I could go on but who has the time? This book was, as I rightly suspected, a delight from beginning to end (OK, there was a bit over half way that I struggled with for a time about the passion of owning wristwatches but I did find myself wondering if I should go for an upgrade to something a little smarter – rather than my usual supermarket throwaway versions) full of interesting stories and strange people obsessed with their own piece of time (how about a 10 hour day each of 100 minutes, 10 days in a week and 10 months in a year). If nothing else this book clearly demonstrates, time and again, that we humans have a very strange relationship with time which goes far beyond the rational or, frankly, sane thinking that you’d hope to find with something as predictable and as regular as the ticking of a clock. Recommended if you’ve ever wondered about time and where it goes when you’re not looking – in this case between the pages of a book well worth the time to read it.       

3 comments:

Mudpuddle said...

i went through a time time when i was younger... fascinating stuff; i carry a pocket watch because the wrist version hurts my wrist... also it slows things down... this seems like a good book; if i see it i'll get it...
observed time is the product of speed and mass, no?... if everything was still, would the universe last forever?

Brian Joseph said...

Great commentary on this book.

The book itself sounds fantastic. The questions and facts that you mentioned are fascinating. It is so interesting what you wrote about many local times being different before the railways. I should read this book.

CyberKitten said...

@ Mudpuddle: I think it'd last forever if you were trapped on the Event Horizon of a Black Hole. Just imagine an infinite time to catch up on your reading!

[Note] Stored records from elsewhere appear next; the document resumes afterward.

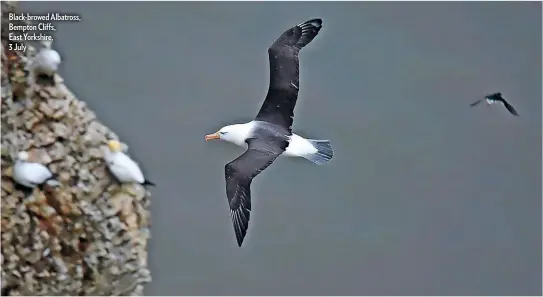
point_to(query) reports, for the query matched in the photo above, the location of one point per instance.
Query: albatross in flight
(270, 133)
(496, 98)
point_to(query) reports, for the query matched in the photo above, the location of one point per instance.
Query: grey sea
(425, 195)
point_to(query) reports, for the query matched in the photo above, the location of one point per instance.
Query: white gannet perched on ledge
(122, 166)
(46, 62)
(29, 175)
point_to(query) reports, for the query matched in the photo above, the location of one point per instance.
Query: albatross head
(236, 134)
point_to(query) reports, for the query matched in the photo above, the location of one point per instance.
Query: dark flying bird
(270, 135)
(496, 98)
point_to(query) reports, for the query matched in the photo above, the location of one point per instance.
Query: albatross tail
(324, 152)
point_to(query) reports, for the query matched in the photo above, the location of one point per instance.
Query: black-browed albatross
(497, 98)
(270, 133)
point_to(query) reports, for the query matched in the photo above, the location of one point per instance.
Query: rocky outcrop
(86, 237)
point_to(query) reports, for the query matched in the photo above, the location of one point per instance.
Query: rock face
(86, 237)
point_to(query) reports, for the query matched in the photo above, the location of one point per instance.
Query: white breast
(124, 168)
(299, 147)
(30, 174)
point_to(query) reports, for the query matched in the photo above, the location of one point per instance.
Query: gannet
(270, 133)
(122, 166)
(46, 62)
(29, 175)
(497, 98)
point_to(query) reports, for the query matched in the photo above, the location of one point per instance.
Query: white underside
(298, 147)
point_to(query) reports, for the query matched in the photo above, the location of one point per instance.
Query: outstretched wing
(240, 173)
(278, 107)
(475, 103)
(510, 108)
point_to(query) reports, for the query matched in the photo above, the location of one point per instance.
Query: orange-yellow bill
(212, 136)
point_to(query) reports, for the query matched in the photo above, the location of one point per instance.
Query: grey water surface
(425, 195)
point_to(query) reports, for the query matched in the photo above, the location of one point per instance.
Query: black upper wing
(240, 173)
(278, 107)
(495, 96)
(475, 103)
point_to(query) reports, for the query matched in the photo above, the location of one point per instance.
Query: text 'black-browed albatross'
(497, 98)
(270, 135)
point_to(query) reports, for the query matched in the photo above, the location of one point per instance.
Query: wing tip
(315, 23)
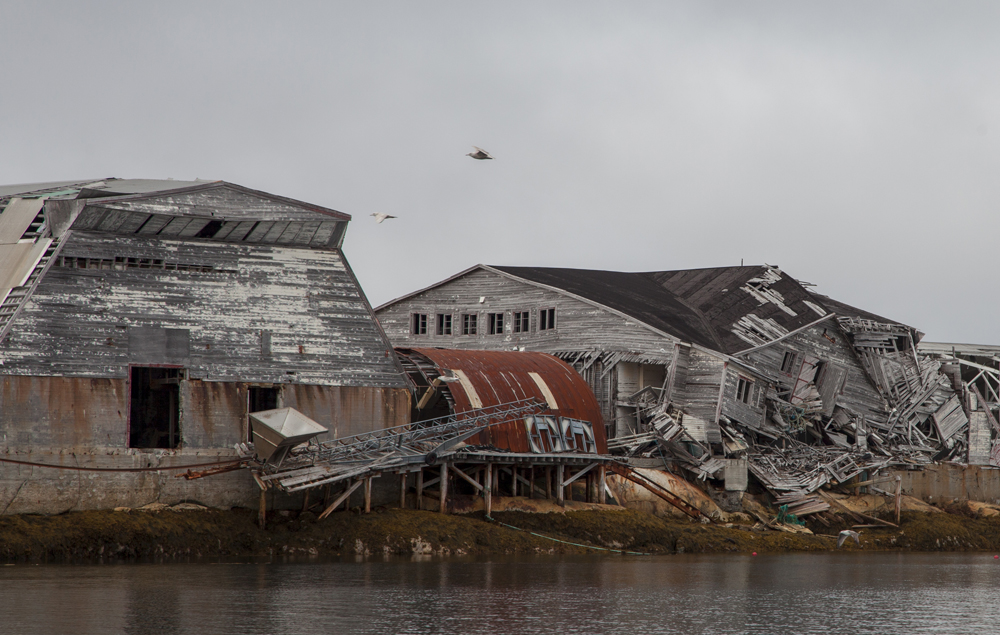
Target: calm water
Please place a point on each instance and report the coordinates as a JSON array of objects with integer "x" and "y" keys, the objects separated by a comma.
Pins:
[{"x": 798, "y": 593}]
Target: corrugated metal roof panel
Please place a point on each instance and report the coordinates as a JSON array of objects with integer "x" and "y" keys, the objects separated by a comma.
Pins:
[{"x": 499, "y": 377}]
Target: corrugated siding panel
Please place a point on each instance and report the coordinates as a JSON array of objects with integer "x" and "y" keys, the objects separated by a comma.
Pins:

BTW - My sister has a strange effect on wrist watches. She's right-handed so wears a watch on her left wrist. The first time she did that it stopped working after about 2-3 days. She got a replacement and put it on. 3 days later it had stopped to and never worked again. But if she wears a watch on her left wrist its fine. No problems. Switch it over to her right wrist and..., well you get the picture...

@ Brian: It's one of those books that look at a subject from multiple points of view. Even if one of them is a bit dull you know that there will be another interesting observation or story or person along in a few more pages.